Disaster Recovery
What is Disaster Recovery?
In the event of a disruption, such as a natural disaster or ransomware attack, the primary site is assumed to be unrecoverable for some time. Disaster recovery is the set of tools and policies that ensures the continuation of business following the disruptive events by restoring data and services in a secondary site (off-premises location).
COVID-19 pandemic has also shown that companies need to make plans beyond technology, supporting employees to work and communicate outside the traditional office.
Replication
Replication is the act of copying and moving data between primary and secondary sites. The aim of such practice is to ensure business continuity after an outage or corruption. The 2 main concepts in replication are the Recovery Time Objectives (RTO) and Recovery Point Objectives (RPO).
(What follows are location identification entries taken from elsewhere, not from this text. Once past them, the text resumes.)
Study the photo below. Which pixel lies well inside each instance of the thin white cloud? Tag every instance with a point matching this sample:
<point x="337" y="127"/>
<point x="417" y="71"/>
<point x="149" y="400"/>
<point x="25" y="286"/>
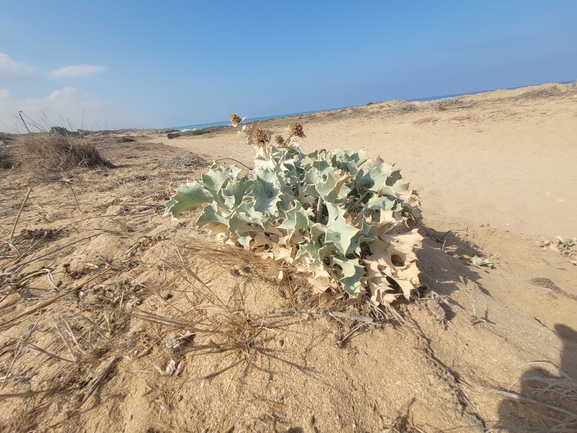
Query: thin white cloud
<point x="66" y="106"/>
<point x="14" y="71"/>
<point x="77" y="71"/>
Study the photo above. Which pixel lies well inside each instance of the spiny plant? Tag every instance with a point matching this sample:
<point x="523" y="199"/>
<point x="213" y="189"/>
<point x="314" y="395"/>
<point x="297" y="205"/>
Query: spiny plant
<point x="346" y="221"/>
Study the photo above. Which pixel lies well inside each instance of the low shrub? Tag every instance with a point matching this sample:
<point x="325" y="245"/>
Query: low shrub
<point x="345" y="220"/>
<point x="54" y="152"/>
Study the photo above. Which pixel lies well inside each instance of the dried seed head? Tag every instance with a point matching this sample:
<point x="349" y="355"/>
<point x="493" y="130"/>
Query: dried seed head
<point x="296" y="130"/>
<point x="235" y="119"/>
<point x="260" y="136"/>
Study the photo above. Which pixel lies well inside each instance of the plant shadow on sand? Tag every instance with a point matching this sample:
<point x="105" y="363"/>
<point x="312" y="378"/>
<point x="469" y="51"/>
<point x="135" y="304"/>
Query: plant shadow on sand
<point x="544" y="398"/>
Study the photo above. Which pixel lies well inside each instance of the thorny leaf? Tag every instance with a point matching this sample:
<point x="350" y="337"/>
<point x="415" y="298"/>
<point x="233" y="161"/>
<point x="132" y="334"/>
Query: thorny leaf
<point x="320" y="213"/>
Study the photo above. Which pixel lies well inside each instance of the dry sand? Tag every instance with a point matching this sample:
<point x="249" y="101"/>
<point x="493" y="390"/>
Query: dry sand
<point x="497" y="177"/>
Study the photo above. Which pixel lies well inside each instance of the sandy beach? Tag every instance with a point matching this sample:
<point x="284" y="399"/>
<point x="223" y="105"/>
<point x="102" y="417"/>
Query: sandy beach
<point x="115" y="318"/>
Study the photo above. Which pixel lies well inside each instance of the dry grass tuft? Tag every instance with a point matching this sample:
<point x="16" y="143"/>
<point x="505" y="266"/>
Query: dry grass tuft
<point x="53" y="152"/>
<point x="261" y="136"/>
<point x="296" y="130"/>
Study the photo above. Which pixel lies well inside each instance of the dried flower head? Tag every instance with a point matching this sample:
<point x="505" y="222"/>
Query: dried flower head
<point x="296" y="130"/>
<point x="235" y="119"/>
<point x="260" y="136"/>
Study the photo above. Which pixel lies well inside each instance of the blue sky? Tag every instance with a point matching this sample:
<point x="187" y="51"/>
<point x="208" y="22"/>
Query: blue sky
<point x="148" y="64"/>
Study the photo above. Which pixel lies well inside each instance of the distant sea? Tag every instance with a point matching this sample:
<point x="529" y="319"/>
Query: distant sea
<point x="278" y="116"/>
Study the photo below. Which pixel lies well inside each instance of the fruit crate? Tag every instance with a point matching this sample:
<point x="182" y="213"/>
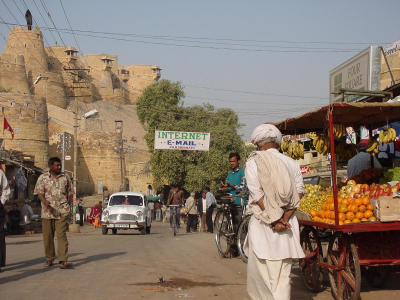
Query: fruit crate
<point x="388" y="209"/>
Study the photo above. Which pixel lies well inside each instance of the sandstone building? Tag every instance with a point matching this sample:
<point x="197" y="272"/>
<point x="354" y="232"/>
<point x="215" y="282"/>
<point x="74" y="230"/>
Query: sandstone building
<point x="39" y="86"/>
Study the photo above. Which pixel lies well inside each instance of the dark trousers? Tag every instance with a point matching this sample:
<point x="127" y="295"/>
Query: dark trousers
<point x="236" y="216"/>
<point x="191" y="223"/>
<point x="2" y="237"/>
<point x="210" y="225"/>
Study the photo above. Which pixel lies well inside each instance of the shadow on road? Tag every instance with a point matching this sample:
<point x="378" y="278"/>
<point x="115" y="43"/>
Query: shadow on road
<point x="40" y="260"/>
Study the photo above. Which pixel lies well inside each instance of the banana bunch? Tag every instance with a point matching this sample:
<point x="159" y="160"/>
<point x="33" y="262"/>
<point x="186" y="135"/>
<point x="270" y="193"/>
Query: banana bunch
<point x="373" y="147"/>
<point x="387" y="135"/>
<point x="295" y="150"/>
<point x="339" y="131"/>
<point x="311" y="135"/>
<point x="321" y="144"/>
<point x="345" y="151"/>
<point x="285" y="146"/>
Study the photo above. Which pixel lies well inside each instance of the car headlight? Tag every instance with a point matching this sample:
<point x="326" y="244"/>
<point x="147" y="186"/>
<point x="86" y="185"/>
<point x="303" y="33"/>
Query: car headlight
<point x="104" y="216"/>
<point x="139" y="214"/>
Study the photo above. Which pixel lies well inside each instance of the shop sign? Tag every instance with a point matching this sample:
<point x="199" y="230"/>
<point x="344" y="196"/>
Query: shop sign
<point x="361" y="72"/>
<point x="392" y="49"/>
<point x="181" y="140"/>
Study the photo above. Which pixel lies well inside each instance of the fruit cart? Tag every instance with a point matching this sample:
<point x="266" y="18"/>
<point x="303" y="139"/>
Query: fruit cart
<point x="372" y="245"/>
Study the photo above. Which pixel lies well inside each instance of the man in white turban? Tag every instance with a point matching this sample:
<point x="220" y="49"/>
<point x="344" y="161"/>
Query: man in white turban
<point x="275" y="187"/>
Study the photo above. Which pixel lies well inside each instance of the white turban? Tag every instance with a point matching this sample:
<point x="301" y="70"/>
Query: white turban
<point x="264" y="132"/>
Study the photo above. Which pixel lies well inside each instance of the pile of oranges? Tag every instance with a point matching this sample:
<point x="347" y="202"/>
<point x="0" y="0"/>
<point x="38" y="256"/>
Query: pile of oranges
<point x="350" y="211"/>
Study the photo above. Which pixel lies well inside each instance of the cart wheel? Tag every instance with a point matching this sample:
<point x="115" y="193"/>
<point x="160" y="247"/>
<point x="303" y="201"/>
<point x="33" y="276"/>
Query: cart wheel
<point x="311" y="245"/>
<point x="345" y="282"/>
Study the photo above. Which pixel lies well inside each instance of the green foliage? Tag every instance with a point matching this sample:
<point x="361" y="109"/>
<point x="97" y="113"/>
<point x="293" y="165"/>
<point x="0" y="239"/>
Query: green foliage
<point x="160" y="107"/>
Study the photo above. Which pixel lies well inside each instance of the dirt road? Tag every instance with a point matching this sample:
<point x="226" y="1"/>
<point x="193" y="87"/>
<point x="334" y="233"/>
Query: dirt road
<point x="132" y="266"/>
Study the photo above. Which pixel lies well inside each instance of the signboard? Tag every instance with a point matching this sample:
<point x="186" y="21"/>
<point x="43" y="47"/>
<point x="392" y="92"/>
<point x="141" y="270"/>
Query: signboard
<point x="361" y="72"/>
<point x="392" y="49"/>
<point x="181" y="140"/>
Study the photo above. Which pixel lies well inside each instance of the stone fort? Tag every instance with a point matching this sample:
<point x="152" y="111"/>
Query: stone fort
<point x="39" y="88"/>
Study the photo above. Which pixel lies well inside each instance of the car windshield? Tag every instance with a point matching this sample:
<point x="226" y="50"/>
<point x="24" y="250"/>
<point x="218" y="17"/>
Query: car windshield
<point x="126" y="200"/>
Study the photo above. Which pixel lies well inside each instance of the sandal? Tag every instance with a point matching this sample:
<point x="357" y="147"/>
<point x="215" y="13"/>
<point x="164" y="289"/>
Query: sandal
<point x="49" y="263"/>
<point x="65" y="265"/>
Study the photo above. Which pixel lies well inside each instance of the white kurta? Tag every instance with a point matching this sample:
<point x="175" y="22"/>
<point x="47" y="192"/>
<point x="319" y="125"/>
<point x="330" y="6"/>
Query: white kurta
<point x="266" y="243"/>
Replication is typically used for mission-critical applications that cannot afford to be down. During an outage, the functions in the primary site will “swing” over to the secondary site to continue business operations therefore there is a need to invest in another infrastructure.
Recovery Point Objective (RPO)
Limits how far to roll back in time and defines the maximum allowable amount of lost data measured in time from a failure occurrence to the last valid backup.
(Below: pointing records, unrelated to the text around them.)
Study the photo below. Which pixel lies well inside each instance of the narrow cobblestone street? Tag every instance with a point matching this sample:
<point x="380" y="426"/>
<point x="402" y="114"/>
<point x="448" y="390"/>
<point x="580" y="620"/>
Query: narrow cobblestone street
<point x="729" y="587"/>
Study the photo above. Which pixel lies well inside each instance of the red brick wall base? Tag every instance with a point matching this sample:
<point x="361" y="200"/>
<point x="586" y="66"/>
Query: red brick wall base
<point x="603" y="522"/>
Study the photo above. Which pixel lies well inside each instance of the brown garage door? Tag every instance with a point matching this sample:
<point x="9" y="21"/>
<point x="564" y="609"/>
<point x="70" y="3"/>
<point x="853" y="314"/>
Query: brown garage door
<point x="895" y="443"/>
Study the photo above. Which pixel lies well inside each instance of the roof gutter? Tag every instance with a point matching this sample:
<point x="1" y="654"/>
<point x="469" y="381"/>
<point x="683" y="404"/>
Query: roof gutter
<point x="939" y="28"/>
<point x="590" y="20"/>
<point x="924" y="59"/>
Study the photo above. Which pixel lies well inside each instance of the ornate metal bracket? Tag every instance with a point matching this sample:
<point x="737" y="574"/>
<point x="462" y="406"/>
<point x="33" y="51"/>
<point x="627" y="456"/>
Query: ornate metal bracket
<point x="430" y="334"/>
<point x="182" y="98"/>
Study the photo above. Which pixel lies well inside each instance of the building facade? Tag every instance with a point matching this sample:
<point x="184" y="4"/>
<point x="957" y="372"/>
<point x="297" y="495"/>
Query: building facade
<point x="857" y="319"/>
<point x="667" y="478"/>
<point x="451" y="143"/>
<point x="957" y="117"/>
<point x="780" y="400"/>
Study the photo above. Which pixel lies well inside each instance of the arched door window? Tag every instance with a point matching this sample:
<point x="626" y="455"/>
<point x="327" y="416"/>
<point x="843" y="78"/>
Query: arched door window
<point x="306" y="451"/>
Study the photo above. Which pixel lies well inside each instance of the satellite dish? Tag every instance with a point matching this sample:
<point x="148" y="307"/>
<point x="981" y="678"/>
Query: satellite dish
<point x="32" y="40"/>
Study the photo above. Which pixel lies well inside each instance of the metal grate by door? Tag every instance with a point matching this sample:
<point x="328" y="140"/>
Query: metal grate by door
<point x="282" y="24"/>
Recovery Time Objective (RTO)
How long it takes to restore from the incident until normal operations are available to users.
Off Site Backup
Many people use backup and replication interchangeably but they are not the same thing and it is important to know the critical differences when picking which technology to use.
Backup involves making copies of data and saving them offsite to prevent data loss when the original is corrupted. These copies are snapshots made at specific points in time and focus on granular recovery with long-term archival records in mind. Backup does not require investment in another infrastructure, just enough physical tapes and a place to archive the tapes.